Just to clarify, is the perf comparison against triton, against eager mode (no torch.compile), or against inductor w/ eager cuda (torch.compile(backend=something))?

The table shows the memory and speedup gains relative to eager, for the old and new implementation of cudagraphs. So, without the new implementation torch.compile with cudagraphs gives 1.73 speedup on HF compared to eager, and with the new implementation it gives 1.85.

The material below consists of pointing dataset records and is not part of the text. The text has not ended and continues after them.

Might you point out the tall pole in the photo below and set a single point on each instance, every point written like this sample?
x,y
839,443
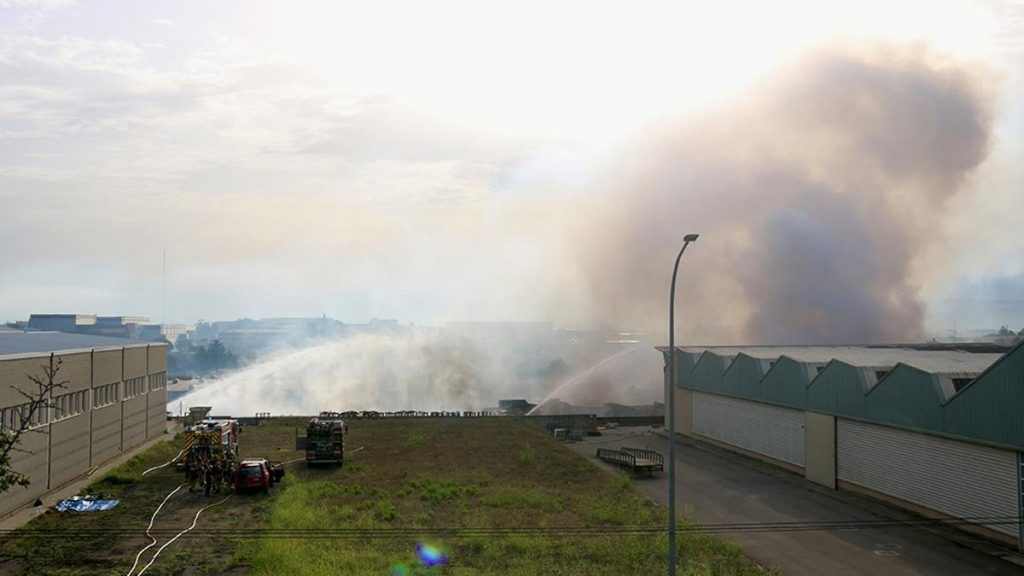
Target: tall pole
x,y
163,305
672,407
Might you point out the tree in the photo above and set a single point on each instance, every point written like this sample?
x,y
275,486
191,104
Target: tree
x,y
24,418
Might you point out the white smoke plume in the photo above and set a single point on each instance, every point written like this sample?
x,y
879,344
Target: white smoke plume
x,y
818,196
366,372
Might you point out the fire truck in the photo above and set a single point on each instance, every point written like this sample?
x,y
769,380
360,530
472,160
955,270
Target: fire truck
x,y
209,437
326,442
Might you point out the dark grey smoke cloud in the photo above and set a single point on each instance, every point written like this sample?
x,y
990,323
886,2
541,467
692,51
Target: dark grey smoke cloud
x,y
815,197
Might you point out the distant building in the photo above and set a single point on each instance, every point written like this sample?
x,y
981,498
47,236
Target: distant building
x,y
114,401
116,326
938,430
154,332
77,323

New Cudagraph Implementation improves HuggingFace Perf 12%

Means it is 12% faster than the previous cudagraph implementation.

That’s great, thank you!

Hi @eellison, thanks for the great blog.

I’m trying to compile a Llama model with a quantized static KV cache, but the record_function is triggered at every new round due to a StaticInputIdxMismatch. Any thoughts on how to get more debug info?

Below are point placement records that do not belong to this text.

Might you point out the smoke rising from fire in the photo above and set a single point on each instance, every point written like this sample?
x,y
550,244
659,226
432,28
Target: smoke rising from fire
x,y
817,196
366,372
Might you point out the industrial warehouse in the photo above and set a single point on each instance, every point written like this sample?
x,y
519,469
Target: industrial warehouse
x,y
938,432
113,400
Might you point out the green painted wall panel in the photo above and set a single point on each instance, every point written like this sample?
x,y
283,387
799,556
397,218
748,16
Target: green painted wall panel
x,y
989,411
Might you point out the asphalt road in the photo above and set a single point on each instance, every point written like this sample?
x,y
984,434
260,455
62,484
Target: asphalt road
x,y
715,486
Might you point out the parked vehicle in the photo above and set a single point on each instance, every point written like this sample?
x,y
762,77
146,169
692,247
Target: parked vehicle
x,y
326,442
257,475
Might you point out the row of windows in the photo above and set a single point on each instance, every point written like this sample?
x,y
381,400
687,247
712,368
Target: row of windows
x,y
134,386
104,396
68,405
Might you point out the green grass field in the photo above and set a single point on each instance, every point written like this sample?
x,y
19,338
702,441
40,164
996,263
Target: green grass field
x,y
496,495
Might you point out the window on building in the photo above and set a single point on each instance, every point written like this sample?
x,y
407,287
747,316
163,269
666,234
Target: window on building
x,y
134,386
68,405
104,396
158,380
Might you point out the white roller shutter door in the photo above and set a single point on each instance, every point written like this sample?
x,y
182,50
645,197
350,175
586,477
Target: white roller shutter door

Attached some logs as below:


/path/to/torch/_inductor/cudagraph_trees.py:2095] input name: arg467_1. data pointer changed from 139660483420160 to 139660521185280. input stack trace:   File "/path/to/benchmark/bench_bs_gen.py", line 149, in prefill
/path/to/torch/_inductor/cudagraph_trees.py:2095]     logits = model(
/path/to/torch/_inductor/cudagraph_trees.py:2095]   File "/path/to/transformers/src/transformers/models/llama/modeling_llama.py", line 1199, in forward
/path/to/torch/_inductor/cudagraph_trees.py:2095]     outputs = self.model(
/path/to/torch/_inductor/cudagraph_trees.py:2095]   File "//path/to/tran/modeling/models/llama_w4a4.py", line 418, in forward
/path/to/torch/_inductor/cudagraph_trees.py:2095]     layer_outputs = decoder_layer(
/path/to/torch/_inductor/cudagraph_trees.py:2095]   File "/path/to/transformers/src/transformers/models/llama/modeling_llama.py", line 732, in forward
/path/to/torch/_inductor/cudagraph_trees.py:2095]     hidden_states, self_attn_weights, present_key_value = self.self_attn(
/path/to/torch/_inductor/cudagraph_trees.py:2095]   File "//path/to/tran/modeling/models/llama_w4a4.py", line 285, in forward
/path/to/torch/_inductor/cudagraph_trees.py:2095]     key_states, value_states = past_key_value.update(key_states, value_states, self.layer_idx, cache_kwargs)
/path/to/torch/_inductor/cudagraph_trees.py:2095]   File "//path/to/tran/kv_cache.py", line 189, in update
/path/to/torch/_inductor/cudagraph_trees.py:2095]     v_out.index_copy_(2, cache_position, quant_value_states)
/path/to/torch/_inductor/cudagraph_trees.py:2095] 
/path/to/torch/_inductor/cudagraph_trees.py:2095] input name: arg496_1. data pointer changed from 139660502302720 to 139660540067840. input stack trace:   File "/path/to/benchmark/bench_bs_gen.py", line 149, in prefill
/path/to/torch/_inductor/cudagraph_trees.py:2095]     logits = model(
/path/to/torch/_inductor/cudagraph_trees.py:2095]   File "/path/to/transformers/src/transformers/models/llama/modeling_llama.py", line 1199, in forward
/path/to/torch/_inductor/cudagraph_trees.py:2095]     outputs = self.model(
/path/to/torch/_inductor/cudagraph_trees.py:2095]   File "//path/to/tran/modeling/models/llama_w4a4.py", line 418, in forward
/path/to/torch/_inductor/cudagraph_trees.py:2095]     layer_outputs = decoder_layer(
/path/to/torch/_inductor/cudagraph_trees.py:2095]   File "/path/to/transformers/src/transformers/models/llama/modeling_llama.py", line 732, in forward
/path/to/torch/_inductor/cudagraph_trees.py:2095]     hidden_states, self_attn_weights, present_key_value = self.self_attn(
/path/to/torch/_inductor/cudagraph_trees.py:2095]   File "//path/to/tran/modeling/models/llama_w4a4.py", line 285, in forward
/path/to/torch/_inductor/cudagraph_trees.py:2095]     key_states, value_states = past_key_value.update(key_states, value_states, self.layer_idx, cache_kwargs)
/path/to/torch/_inductor/cudagraph_trees.py:2095]   File "//path/to/tran/kv_cache.py", line 188, in update
/path/to/torch/_inductor/cudagraph_trees.py:2095]     k_out.index_copy_(2, cache_position, quant_key_states)
/path/to/torch/_inductor/cudagraph_trees.py:2095] 

Would it be able to write the model with a static kv cache similar to how is done in gpt-fast ?

If not, would you mind filing github issue ?

Thanks for your suggestion. I solved it by passing an initialized pask_key_value into generate instead of initializing it each round.